Eckhart Tolle and others believe that time is an illusion and that we should learn to live in the Eternal Now.
In my view, time is essential to our human perspective and life. We experience change and the passage of time as we live. We selectively remember our past experiences. We anticipate what might happen in our future.
Our skill, knowledge and wisdom are fruits of our past. We often distill them in stories, pictures, dances, and songs.
We dream, anticipate, plan, prepare for, and act to realize our future. There is much wisdom in doing so.
More than an element of practicality informs our remembering and anticipating. We also have very rich emotions associated with both our memories and anticipations.
Some of our emotions are pleasurable. Others are painful. Still others are mixed.
Why might someone devalue time to the level of illusion?
Why might someone say that we should let go of both our memories of the past and our anticipations of our future?
Why posit the existence of a divine-like Eternal Now?
Could living in an imagined Eternal Now be a type of mental and emotional anesthesia for the hypersensitive? Could the Eternal Now be an escape from memories that depress and anticipations that make anxious?

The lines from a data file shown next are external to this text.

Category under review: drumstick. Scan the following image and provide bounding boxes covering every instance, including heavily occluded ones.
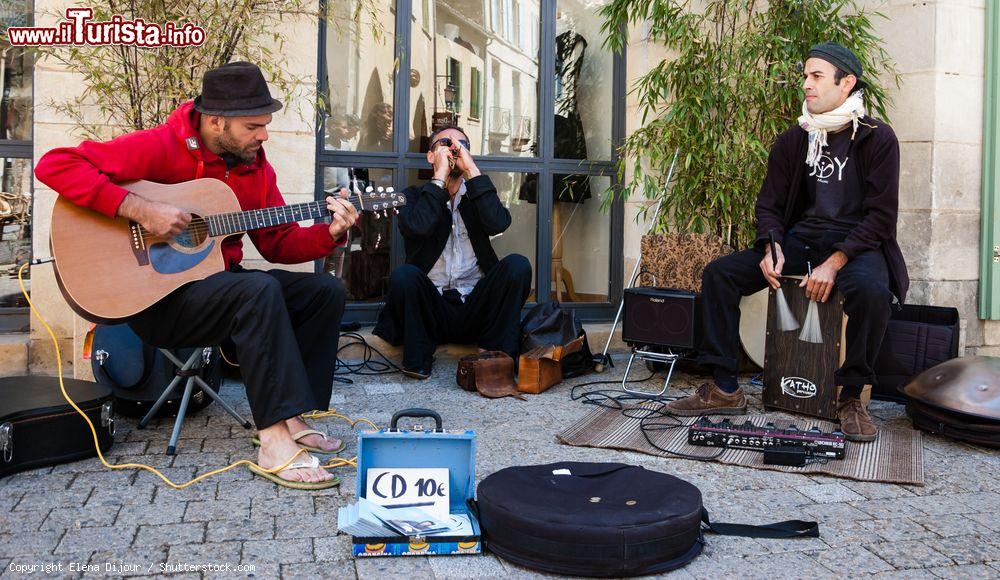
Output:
[767,230,799,332]
[799,260,823,344]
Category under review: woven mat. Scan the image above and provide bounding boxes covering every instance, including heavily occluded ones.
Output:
[556,403,924,485]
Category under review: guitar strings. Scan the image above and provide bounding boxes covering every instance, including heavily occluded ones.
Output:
[139,192,398,238]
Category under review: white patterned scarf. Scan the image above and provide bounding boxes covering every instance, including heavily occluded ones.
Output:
[799,91,865,167]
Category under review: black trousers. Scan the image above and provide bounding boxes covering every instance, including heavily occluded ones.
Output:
[374,254,531,369]
[128,268,345,429]
[698,233,892,394]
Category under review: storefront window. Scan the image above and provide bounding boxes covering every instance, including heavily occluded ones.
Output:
[551,175,611,302]
[324,0,396,152]
[553,0,614,161]
[409,0,540,157]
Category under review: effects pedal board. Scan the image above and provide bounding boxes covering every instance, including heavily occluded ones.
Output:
[688,417,845,459]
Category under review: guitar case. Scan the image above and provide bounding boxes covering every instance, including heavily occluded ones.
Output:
[90,324,223,417]
[0,376,115,477]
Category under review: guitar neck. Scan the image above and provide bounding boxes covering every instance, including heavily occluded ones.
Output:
[205,195,362,237]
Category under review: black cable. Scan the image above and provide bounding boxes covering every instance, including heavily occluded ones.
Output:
[570,372,726,461]
[333,332,403,385]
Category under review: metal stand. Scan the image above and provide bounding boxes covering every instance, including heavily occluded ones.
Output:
[139,347,253,455]
[594,148,681,374]
[622,347,681,397]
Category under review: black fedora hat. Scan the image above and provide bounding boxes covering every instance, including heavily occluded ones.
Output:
[194,62,281,117]
[806,42,868,90]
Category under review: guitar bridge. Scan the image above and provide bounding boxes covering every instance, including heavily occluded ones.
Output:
[128,221,149,266]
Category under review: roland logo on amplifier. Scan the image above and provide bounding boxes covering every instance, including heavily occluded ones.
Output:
[781,377,818,399]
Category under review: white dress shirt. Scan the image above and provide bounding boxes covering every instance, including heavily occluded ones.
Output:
[427,181,483,301]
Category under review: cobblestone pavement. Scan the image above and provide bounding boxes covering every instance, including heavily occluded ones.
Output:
[0,360,1000,579]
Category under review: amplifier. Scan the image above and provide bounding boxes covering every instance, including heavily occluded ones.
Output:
[688,417,845,459]
[622,286,701,349]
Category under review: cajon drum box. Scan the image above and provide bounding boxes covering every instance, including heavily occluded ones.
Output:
[762,276,871,419]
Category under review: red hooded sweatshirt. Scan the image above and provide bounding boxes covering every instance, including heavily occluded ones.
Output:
[35,101,339,267]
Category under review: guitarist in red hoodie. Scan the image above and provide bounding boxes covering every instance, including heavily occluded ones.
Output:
[35,62,357,489]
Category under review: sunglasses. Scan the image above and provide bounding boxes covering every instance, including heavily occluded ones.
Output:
[431,137,469,149]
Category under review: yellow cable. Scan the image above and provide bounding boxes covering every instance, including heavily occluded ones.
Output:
[17,263,378,489]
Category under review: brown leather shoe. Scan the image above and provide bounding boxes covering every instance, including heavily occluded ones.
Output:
[667,383,747,417]
[837,397,878,442]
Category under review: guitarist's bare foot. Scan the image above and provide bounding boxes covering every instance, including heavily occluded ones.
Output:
[285,417,342,452]
[257,422,333,482]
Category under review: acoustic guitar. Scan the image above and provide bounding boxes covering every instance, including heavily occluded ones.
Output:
[49,178,406,324]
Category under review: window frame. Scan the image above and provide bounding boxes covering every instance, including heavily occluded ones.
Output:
[315,0,627,324]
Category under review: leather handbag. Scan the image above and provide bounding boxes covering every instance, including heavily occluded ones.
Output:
[521,300,594,379]
[455,350,523,399]
[517,336,583,395]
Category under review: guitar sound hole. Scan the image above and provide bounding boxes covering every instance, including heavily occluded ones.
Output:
[173,215,208,248]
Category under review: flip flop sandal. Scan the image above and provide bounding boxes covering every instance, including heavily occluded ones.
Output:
[250,456,340,491]
[250,429,347,455]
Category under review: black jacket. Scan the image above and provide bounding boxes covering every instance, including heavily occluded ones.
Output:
[754,117,910,303]
[398,175,510,273]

Prior to his so-called enlightenment Tolle was by his own account a miserable, depressed, and anxious man. The divine-like Eternal Now gave him relief from what he could not otherwise cope with.

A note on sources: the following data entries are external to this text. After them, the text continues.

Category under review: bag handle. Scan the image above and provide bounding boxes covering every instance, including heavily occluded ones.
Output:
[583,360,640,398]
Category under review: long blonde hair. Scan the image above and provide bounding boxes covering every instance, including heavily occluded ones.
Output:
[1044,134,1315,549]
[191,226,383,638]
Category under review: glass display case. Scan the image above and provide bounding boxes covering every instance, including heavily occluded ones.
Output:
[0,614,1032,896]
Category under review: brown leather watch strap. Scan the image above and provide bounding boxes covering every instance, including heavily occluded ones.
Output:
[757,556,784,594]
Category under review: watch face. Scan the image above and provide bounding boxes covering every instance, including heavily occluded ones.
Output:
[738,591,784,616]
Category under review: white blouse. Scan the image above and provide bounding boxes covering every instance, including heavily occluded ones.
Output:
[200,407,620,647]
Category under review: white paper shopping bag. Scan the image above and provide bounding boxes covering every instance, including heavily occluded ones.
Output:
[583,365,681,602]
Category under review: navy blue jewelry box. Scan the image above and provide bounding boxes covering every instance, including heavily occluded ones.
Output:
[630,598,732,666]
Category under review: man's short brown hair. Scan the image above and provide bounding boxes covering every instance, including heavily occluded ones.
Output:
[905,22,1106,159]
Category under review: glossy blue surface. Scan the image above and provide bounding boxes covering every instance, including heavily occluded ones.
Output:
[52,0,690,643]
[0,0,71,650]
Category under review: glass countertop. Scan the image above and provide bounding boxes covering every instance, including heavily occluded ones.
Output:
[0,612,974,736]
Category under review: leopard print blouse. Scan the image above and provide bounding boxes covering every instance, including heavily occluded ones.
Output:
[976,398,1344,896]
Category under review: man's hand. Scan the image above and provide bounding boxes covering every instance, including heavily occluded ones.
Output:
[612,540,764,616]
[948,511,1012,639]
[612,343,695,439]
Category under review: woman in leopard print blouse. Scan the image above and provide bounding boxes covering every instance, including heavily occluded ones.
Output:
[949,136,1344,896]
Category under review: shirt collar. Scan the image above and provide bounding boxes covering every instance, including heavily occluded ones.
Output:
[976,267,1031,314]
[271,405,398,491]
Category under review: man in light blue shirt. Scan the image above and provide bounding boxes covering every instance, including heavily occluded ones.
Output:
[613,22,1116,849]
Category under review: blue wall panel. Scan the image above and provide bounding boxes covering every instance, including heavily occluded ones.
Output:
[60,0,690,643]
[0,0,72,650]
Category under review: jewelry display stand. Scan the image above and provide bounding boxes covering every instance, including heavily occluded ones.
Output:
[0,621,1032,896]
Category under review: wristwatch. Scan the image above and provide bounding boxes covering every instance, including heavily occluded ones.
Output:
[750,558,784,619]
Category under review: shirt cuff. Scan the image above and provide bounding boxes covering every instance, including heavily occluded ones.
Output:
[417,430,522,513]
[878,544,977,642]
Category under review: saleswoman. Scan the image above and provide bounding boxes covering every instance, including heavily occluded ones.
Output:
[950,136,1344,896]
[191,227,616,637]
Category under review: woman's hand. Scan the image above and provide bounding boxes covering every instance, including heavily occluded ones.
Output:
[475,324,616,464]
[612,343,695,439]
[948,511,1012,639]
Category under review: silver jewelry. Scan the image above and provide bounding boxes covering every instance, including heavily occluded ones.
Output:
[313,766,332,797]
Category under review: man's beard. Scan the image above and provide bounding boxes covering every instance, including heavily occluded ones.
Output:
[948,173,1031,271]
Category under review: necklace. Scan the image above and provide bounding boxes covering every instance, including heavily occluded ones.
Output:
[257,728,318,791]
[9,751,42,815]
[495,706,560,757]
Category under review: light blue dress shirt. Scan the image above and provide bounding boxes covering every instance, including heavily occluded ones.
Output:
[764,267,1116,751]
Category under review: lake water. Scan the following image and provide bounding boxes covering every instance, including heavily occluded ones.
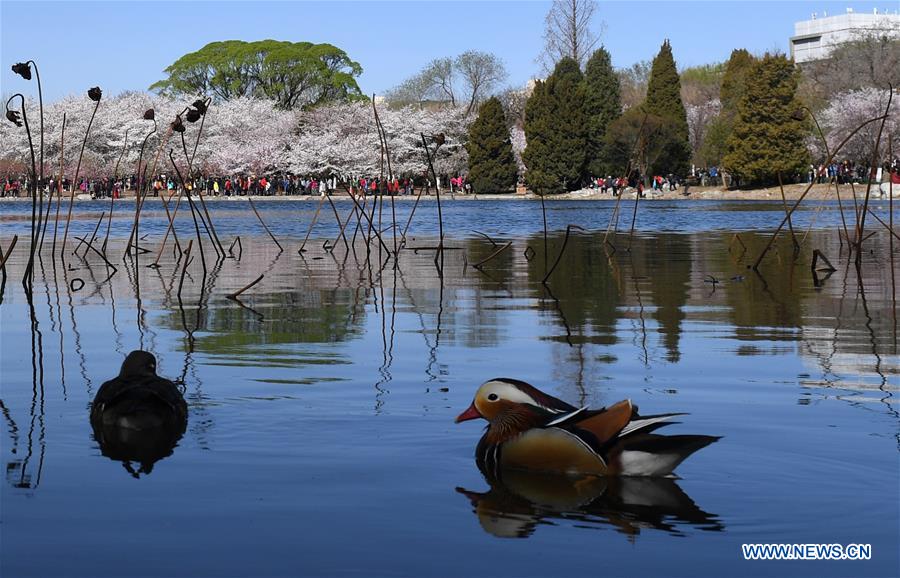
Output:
[0,199,900,577]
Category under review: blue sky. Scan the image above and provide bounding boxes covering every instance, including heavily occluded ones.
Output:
[0,0,897,101]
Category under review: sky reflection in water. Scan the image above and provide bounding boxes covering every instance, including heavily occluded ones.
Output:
[0,203,900,576]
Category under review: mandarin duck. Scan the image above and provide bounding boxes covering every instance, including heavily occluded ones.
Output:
[91,350,187,477]
[456,378,719,476]
[456,470,724,538]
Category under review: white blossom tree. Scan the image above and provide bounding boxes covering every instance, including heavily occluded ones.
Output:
[811,88,900,163]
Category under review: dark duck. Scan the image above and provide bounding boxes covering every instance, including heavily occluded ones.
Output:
[91,350,187,477]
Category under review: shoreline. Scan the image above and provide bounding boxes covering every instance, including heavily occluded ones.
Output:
[0,183,900,203]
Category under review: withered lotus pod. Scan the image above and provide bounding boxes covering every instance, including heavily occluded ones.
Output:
[6,110,22,126]
[13,62,31,80]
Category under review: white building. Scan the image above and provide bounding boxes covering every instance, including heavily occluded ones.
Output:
[791,8,900,62]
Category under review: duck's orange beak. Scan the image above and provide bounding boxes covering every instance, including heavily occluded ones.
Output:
[456,401,484,423]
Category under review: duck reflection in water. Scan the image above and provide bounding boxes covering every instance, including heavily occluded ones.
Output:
[91,350,187,478]
[456,463,724,538]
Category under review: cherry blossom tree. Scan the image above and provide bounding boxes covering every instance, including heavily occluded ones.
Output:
[811,88,900,163]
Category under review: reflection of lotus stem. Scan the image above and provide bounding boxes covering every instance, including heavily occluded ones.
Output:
[541,225,584,285]
[347,183,391,253]
[400,181,424,247]
[801,106,856,246]
[169,151,206,272]
[372,95,397,254]
[0,235,19,303]
[604,112,648,248]
[472,241,512,270]
[26,60,52,254]
[100,128,128,254]
[59,100,100,263]
[297,195,328,253]
[751,115,887,271]
[540,193,547,275]
[888,135,897,328]
[248,195,284,251]
[225,274,265,301]
[178,239,194,300]
[181,130,225,258]
[125,119,159,255]
[778,171,800,254]
[419,133,444,262]
[325,195,350,251]
[50,113,66,261]
[150,191,181,267]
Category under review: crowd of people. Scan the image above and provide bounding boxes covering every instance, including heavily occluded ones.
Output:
[591,173,678,197]
[0,173,471,199]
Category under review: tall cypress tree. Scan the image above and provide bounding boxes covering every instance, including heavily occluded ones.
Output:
[466,97,516,193]
[719,48,756,115]
[522,58,587,194]
[641,40,691,174]
[584,47,622,176]
[723,54,809,183]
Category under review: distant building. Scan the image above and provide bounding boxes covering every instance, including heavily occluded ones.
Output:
[791,8,900,63]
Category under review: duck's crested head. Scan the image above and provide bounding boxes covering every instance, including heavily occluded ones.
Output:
[119,349,156,377]
[456,377,558,423]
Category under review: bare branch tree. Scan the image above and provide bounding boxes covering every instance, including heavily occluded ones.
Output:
[456,50,507,115]
[538,0,603,73]
[385,74,431,105]
[422,58,456,106]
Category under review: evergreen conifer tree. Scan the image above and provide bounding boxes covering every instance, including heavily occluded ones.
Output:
[522,58,587,194]
[466,97,516,193]
[641,40,691,175]
[723,54,809,183]
[719,48,756,115]
[584,47,622,177]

However, what helps the sickly and miserable can be harmful for those who are healthy. Healthy spirits have no need to anesthetize themselves from depressing memories or anxiety-provoking anticipations.
They learn from their past and rise to meet whatever challenges they might face in the future. They're emotionally, mentally, and physically resilient.
They are of such character that they fully feel their emotions without being debilitated by them. They both feel and live fully in the present with their memories and anticipations. Living in an imagined Eternal Now is irrelevant to them. They need no anesthesia.